I have had my heart broken.

a pink heart surrounded by abstract purple trees
Image created via Midjourney 

The other night, Ger and I were lounging around after watching a not-so-good movie.  It ended with a predictable "boy and girl get back together and decide to get married" moment.  We both thought it would have been much more interesting if the girl had walked away from the relationship, but that likely doesn't make for a satisfying ending for viewers.  Much better that hearts not be broken, and everything is tied up with a bow and a large engagement ring, right?

"We should make a covenant about our marriage," Ger said, as the credits rolled in the background and we had turned to discussing the sub-par movie.

"We already did that," I reminded him, smiling.  "Also known as our wedding vows."

"No, no," he said, "I mean something more current."

"Well, people do renew their vows," I told him.  "We could do something like that."  I have sometimes looked back on our wedding, so long ago, when we were so young, and wondered what it would be like to share that moment with the people that we love and care about now.

He shook his head. "Nothing in public."

"It could be private," I said.  "Something just between us."

He snuggled into my shoulder.  "We need to make a covenant never to break each other's hearts.  I've never had my heart broken before."

At those words, I stiffened.  I could feel the tears arrive, intensely filling the rims of my eyes.  Blinking would only cause them to spill over, but I couldn't hold them back.  I didn't even try.

"I have had my heart broken," I said quietly.  "When our babies died."

The tears gained strength.  I gave low, shuddering sobs.  I held my hand on my chest, because what I relived in that moment was the pain I felt when my heart did break.  It isn't just a metaphor.  A broken heart manifests a physical response that I didn't know was possible until it happened.

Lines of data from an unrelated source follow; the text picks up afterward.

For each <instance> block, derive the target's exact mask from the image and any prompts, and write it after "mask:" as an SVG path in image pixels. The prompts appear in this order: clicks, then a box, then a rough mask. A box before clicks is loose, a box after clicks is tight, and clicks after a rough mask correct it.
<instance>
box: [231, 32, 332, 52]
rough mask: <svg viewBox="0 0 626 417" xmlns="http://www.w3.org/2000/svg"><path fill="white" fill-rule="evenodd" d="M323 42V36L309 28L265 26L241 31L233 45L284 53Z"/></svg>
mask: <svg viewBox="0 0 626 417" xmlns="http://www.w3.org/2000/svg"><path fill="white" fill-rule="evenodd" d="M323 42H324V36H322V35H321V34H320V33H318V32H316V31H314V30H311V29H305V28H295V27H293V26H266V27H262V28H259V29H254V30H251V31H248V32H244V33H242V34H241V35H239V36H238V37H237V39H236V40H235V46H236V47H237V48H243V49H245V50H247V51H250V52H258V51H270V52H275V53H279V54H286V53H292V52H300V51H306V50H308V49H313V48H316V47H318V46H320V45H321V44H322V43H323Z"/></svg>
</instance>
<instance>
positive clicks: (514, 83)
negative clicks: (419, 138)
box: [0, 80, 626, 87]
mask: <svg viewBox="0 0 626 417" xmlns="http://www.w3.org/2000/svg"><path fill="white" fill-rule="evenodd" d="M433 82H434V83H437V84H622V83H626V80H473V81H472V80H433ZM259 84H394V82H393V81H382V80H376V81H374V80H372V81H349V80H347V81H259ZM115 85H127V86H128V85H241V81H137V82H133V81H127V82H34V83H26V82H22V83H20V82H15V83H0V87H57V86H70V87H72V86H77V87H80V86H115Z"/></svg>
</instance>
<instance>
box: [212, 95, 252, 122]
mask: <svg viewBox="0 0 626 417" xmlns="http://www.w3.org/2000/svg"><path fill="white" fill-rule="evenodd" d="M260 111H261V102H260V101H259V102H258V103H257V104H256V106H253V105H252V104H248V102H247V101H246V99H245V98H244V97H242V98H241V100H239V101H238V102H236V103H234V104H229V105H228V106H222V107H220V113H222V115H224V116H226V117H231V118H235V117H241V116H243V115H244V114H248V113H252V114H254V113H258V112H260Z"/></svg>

Ger held my shoulders.  The pressure, the weight, helped to calm me but it took a few minutes.  I had reached a state of uncontrollable crying that has not happened for awhile.  I was remembering those first few days at home, after delivering both Nelle and Iris.  Those days of the most potent pain and grief, wondering how I would ever be whole again.

"It's never the same," I managed to say, in between gulps for air.  "Never.  You can try to put a broken heart back together, but it is never, EVER the same.  It can't be."